MATERIALS AND METHODS
After approval by the institutional review board at Wayne State University, we retrospectively identified women newly diagnosed with DCIS (not associated with invasive carcinoma) between the years 1996 and 2000 (inclusive) at the Detroit Medical Center/Wayne State University (DMC/WSU) and the Karmanos Cancer Institute (KCI). We excluded from the study patients who had a previous diagnosis of invasive breast carcinoma and patients who developed an invasive breast carcinoma within 6 months of the diagnosis of DCIS. We also excluded cases of DCIS with microinvasive carcinoma, defined as the largest focus of invasion measuring ≤1.0 mm.8 Cases of lobular carcinoma in situ were not included if they were not associated with DCIS.

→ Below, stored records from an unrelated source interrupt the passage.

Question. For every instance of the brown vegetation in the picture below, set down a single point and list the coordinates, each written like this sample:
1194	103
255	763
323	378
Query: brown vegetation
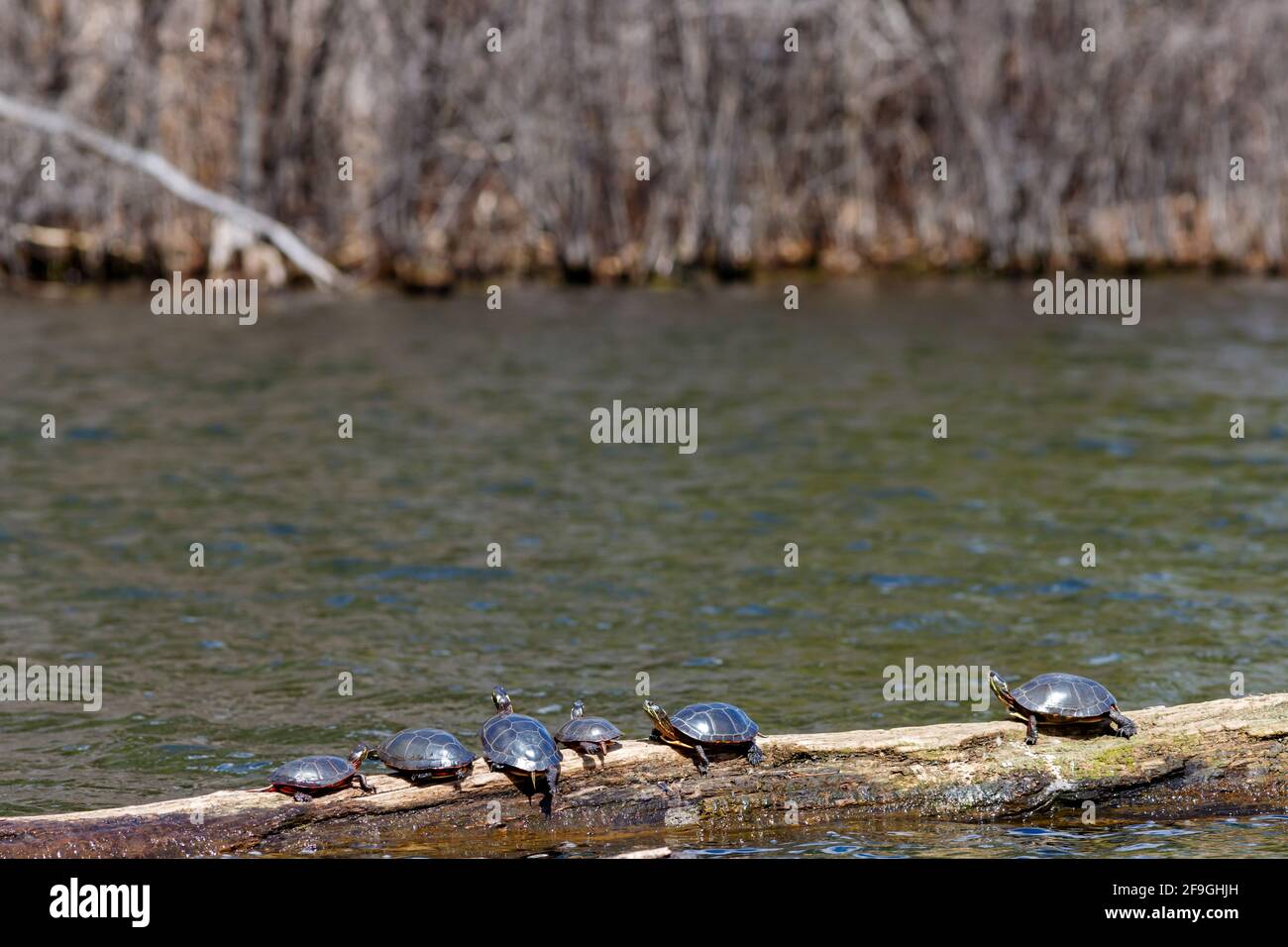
1218	758
469	162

For each patient, we retrieved the hematoxylin and eosin–stained sections from every breast biopsy/resection specimen performed for the diagnosis or treatment of the DCIS. The available sections were reviewed to assess the following pathological parameters related to DCIS: nuclear grade (l or low, 2 or intermediate, 3 or high), histologic type (cribriform, micropapillary, solid, comedo, papillary, and mixed), central necrosis, extension into lobules, presence of microinvasion, and presence and location of microcalcifications (in DCIS vs in benign breast tissue).9 Margin status on the final (or last) procedure performed for the treatment of DC IS was also noted; it was classified as positive if the DCIS was seen at the resection margin, close if the DCIS was <2.0 mm away from the margin, and negative if DCIS is seen >2.0 mm away from the margin. Estrogen receptor (ER) and progesterone receptor (PR) status, when available, was retrieved from the pathology reports. Immunohistochemistry was used to assess ER (6F11, Vector Laboratories Ltd, Burlingame, Calif) and PR (PgR636, DAKO Corporation, Calif) status; it was considered strongly positive if labeling was present in >10% of the DCIS nuclei, weakly positive if there was 1% to 10% nuclear labeling, and negative if 0% to 1% labeling was seen. The size of the DCIS was estimated from the main surgical procedure. In cases where DCIS formed a tumor seen on gross examination, the size of the DCIS was considered to be the gross tumor size. When DCIS was only seen microscopically, the size was estimated as the number of consecutive sections with DCIS × 4.0 mm (average section thickness) or the size of the largest focus on 1 slide (if the latter is estimated to be larger than that of consecutive sections). We also reviewed sections from lymph nodes when a sentinel lymph node biopsy or lymph node dissection was available.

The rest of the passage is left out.